- Episode no.: Season 6 Episode 6
- Directed by: Trey Parker
- Written by: Trey Parker
- Production code: 606
- Original air date: April 10, 2002

Episode chronology
| ← Previous "The New Terrance and Phillip Movie Trailer" | Next → "Simpsons Already Did It" |
- South Park season 6

= Professor Chaos =

"Professor Chaos" is the sixth episode of the sixth season of the Comedy Central series South Park and the 85th episode of the series overall. It originally aired on April 10, 2002. In the episode, the boys hold a contest to try to find a replacement for Butters, who becomes a supervillain after being fired from the group as the replacement Kenny. The episode also parodies The Bachelor.

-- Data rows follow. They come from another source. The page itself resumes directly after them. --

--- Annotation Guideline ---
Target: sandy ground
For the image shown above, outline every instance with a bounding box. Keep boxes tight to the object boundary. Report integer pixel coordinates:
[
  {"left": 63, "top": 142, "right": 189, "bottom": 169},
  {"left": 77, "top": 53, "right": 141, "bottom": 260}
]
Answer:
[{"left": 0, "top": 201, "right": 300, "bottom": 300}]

The episode was written by series co-creator Trey Parker and is rated TV-MA in the United States, except on syndication and post-2017 reruns on Comedy Central, where the episode is rated TV-14 instead.

==Plot==
After Kenny's semi-permanent death near the end of Season 5, Butters became the replacement Kenny, until this episode, where he is fired for simply being too lame. Stan, Kyle and Cartman hold a competition to find a new fourth friend while Butters, feeling rejected and angry at the world, creates an alternate personality, Professor Chaos, and sets off to spread discord among the world. He does minor things like swapping two soup meals at a Bennigan's restaurant, and stealing erasers from Ms. Choksondik during class.

The boys gather twenty local kids to compete for their friendship, and set up the contest to be like a reality TV show where they show scenes of interactions and show private individual comments. One of the early losers, a boy named Dougie, winds up joining Butters and his "minions" (Butters' pet hamsters) as Professor Chaos's sidekick, General Disarray. Together they try to flood the world using a garden hose, but this is thwarted when the water department cuts off the water to his house after only flooding the backyard. The two then resort to spraying aerosol cans into the air to destroy the atmosphere.

While Professor Chaos and General Disarray try to destroy the planet, Kyle, Stan, and Cartman pick six finalists to be their friend: Token, Timmy, Jimmy, Tweek, Towelie, and Pip. They first eliminate Pip during a baseball game when he asked for tea and crumpets. They then decide that Token is a smartass (Kyle points out that Cartman is also a smartass, but Cartman retorts with "Do we really need another one?"), Timmy can be too self-centered (likely a reference to the fact that Timmy is only able to say his own name with few exceptions), Towelie gets too high to be relied on for anything, and Jimmy is a suck-up (while they are deciding, Jimmy gives them a large gift basket with candy and games inside, and a large badge that reads "Best Friends 4 Ever").

The decision cuts off into a cliffhanger, where a narrator asks three questions: "Will Professor Chaos' latest plot succeed and be the final undoing of Earth? Which boy has been chosen as the replacement for Kenny? And which of these South Park residents (Chef, Mr. Garrison, Jimbo, Officer Barbrady, Ms. Choksondik, and Mayor McDaniels) was killed and will never be seen again?" However, the questions are immediately answered: "No, Tweek, Ms. Choksondik."

==Production==
Selecting the "new friend candidates" using a rose is a parody of the TV show The Bachelor. Most of the episode was written without any specific idea of who the fourth friend would be.

==Home media==
"Professor Chaos," along with the sixteen other episodes from South Parks sixth season, were released on a three-disc DVD set in the United States on October 11, 2005. The set includes brief audio commentaries by Parker and Stone for each episode. IGN gave the season a rating of 9/10. The episode was also released on the two-disc DVD collection A Little Box of Butters.